Third, for optimal help, I'd suggest posting some more information, in particular:
Some particular query URLs you are submitting to Solr
An excerpt from your schema.xml file. In particular, include A) the field elements for the fields you are having trouble with, and B) the field type definitions corresponding to those fields
so what I was looking for is to make the search term for 'gatorade' -> 'gatorade OR gatorade*' which will give me all the matches i'm looking for.
If you want a query to return all documents that match either a stemmed form of gatorade or words that begin with gatorade, you'll need to construct the query yourself: +(gatorade gatorade*). You could alternatively extend the SolrParser to do this, but that's more work.
Another alternative is to use NGrams and TokenFilterFactories, specifically the EdgeNGramFilterFactory. .
This will create indexes for ngrams or parts of words. Documents, with a min ngram size of 5 and max ngram size of 8, would index: Docum Docume Document Documents
There is a bit of a tradeoff for index size and time. One of the Solr books quotes as a rough guide: Indexing takes 10 times longer Uses 5 times more disk space Creates 6 times more distinct terms.
However, the EdgeNGram will do better than that.
You do need to make sure that you don't submit wildcard character in your queries. As you aren't doing a wildcard search, you are matching a search term on ngrams(parts of words).

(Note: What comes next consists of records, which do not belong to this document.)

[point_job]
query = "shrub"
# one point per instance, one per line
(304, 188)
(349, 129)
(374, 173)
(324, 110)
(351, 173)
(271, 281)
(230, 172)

My guess is the missing matches are "Gatorade" (with a capital 'G'), and you have a lowercase filter on your field. The idea is that you have filters in your schema.xml that preprocess the input data, but wildcard queries do not use them;
see this about how Solr deals with wildcard queries:
http://solr.pl/en/2010/12/20/wildcard-queries-and-how-solr-handles-them/
("Solr and wildcard handling").
From what I've read the wildcards only matched words with additional characters after the search term. "Gatorade*" would match Gatorades but not Gatorade itself. It appears there's been an update to Solr in version 3.6 that takes this into account by using the 'multiterm' field type instead of the 'text' field.